O que muda nas relações entre Brasil e França com a reeleição de Emmanuel Macron, no último domingo (24)? Absolutamente nada. Ao menos até o pleito brasileiro, em outubro. Como se costuma dizer no jargão diplomático, as relações bilaterais estão em "modo automático". Ou seja, não há turbulências, rupturas, mas também não há uma aproximação, digamos, mais acalorada.
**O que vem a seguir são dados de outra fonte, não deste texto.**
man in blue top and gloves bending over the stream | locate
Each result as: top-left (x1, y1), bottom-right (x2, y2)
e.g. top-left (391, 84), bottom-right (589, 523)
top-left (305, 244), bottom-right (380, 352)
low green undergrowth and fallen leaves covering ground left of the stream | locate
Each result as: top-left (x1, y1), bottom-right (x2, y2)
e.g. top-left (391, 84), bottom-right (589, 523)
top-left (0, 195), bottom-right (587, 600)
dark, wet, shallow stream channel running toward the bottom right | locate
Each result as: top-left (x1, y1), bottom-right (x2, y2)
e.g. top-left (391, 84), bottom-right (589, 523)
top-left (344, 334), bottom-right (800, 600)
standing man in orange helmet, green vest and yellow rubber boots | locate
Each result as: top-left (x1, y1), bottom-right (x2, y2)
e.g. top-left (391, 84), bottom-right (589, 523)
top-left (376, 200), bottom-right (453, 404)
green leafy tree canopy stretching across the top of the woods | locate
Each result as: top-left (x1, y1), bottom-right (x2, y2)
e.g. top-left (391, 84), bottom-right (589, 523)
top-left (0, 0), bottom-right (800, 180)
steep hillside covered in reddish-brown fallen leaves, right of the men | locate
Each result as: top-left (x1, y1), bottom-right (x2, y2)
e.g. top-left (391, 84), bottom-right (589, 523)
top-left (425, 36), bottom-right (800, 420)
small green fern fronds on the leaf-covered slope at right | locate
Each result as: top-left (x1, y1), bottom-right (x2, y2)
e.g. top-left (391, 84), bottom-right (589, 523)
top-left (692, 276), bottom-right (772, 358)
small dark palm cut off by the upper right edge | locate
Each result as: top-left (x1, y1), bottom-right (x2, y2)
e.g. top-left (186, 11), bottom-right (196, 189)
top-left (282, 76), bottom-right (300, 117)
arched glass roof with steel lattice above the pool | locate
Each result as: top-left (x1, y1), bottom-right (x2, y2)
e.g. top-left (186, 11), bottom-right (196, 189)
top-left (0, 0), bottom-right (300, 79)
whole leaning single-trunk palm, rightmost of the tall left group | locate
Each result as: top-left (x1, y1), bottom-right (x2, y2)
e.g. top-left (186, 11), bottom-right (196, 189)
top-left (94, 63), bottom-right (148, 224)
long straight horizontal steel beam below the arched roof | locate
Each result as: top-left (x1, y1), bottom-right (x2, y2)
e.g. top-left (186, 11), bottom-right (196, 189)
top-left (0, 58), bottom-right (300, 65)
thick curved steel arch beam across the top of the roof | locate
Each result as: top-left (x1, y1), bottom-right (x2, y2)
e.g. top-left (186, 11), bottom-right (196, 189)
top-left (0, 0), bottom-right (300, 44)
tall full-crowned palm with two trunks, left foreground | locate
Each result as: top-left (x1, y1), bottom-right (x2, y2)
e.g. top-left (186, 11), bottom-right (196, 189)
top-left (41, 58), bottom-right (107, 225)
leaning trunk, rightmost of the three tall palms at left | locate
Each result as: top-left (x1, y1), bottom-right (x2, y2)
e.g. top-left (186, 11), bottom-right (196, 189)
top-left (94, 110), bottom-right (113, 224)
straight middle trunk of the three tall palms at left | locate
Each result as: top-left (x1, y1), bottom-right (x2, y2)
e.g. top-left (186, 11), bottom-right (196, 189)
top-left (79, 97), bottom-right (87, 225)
Segue-se o padrão: intenso comércio e laços históricos e culturais preservados. Mas sem conversas de bastidor ou telefonemas entre os presidentes. Até as felicitações do governo Jair Bolsonaro a Macron, na segunda-feira (25), foram gélidas: "O Governo brasileiro cumprimenta o senhor Emmanuel Macron por sua reeleição à Presidência da República Francesa. O Brasil reafirma a disposição de trabalhar pelo aprofundamento dos laços históricos que unem os dois países e trazem benefícios mútuos a brasileiros e franceses, e manifesta expectativa de seguir implementando a ampla agenda bilateral".
Há quem diga que esse é o momento de maior afastamento entre os dois países em décadas. Claro que não é uma relação ideal, mas já é muito depois do estremecimento entre os palácios do Planalto e do Eliseu em 2019, quando a troca de farpas chegou ao nível pessoal.
É vergonhoso, mas importante lembrar. Em 2019, o Brasil expunha ao mundo seu pouco cuidado com a Floresta Amazônica. Os números de desmatamento, áreas incendidas e as imagens da mata em chamas eram manchete internacional. Macron, durante pronunciamento na cúpula do G-7, disse que a Amazônia é um bem comum global. Bolsonaro respondeu que o colega francês usava tom sensacionalista e estava querendo instrumentalizar uma questão interna brasileira. A partir daí, a coisa escalou para o lado pessoal. Um seguidor do presidente postou a foto de Brigitte Macron, esposa de Macron e primeira-dama francesa, ao lado de outra imagem, de Michelle Bolsonaro, sugerindo que o francês estaria perseguindo o Brasil por inveja. Bolsonaro respondeu: "Não humilha, cara. Kkkkk". A fala machista fazia referência às idades das duas esposas. Brigitte tinha 66 anos. Michelle, 37. Macron considerou Bolsonaro "extremamente desrespeitoso" e disse lamentar pelos brasileiros.
Não parou por aí - viriam críticas do brasileiro ao fundo de preservação da Amazônia, que chamou de "esmola" e, em novembro à visita do ex-presidente Lula -, mas a gênese da discórdia estava lá, naquele agosto pré-pandemia.
Então, não espere melhores relações no segundo mandato de Macron. Enquanto ele estiver no poder (e Bolsonaro no Brasil), a França não ratificará o acordo Mercosul-União Europeia, celebrado como o grande gol da diplomacia brasileira no atual governo. Nesse tema, a questão do protecionismo agrícola fala muito mais alto, mas diplomacia presidencial também é muito importante.
Não seria muito melhor a situação se Marine Le Pen tivesse sido eleita no domingo. Possivelmente, haveria um alinhamento ideológico - ela buscou se aproximar de Bolsonaro no início do mandato do brasileiro, mas afastou-se após as falas machistas contra Brigitte. Entretanto, sua proximidade com Viktor Orbán, de quem Bolsonaro é fã, e as críticas ao suposto globalismo e multilateralismo os colocam no mesmo lado do espectro político. Mas não esqueçamos: Le Pen só chegou a quase metade dos votos dos eleitores franceses no segundo turno no domingo, o melhor resultado da extrema direita na história, porque moderou o discurso e soube se aproximar da França profunda. Se Macron não assina o acordo, Le Pen também não o ratificaria porque o tratado Mercosul-UE beneficiaria as exportações brasileiras de produtos agrícolas para o bloco europeu, atingindo em cheio o eleitorado de Le Pen.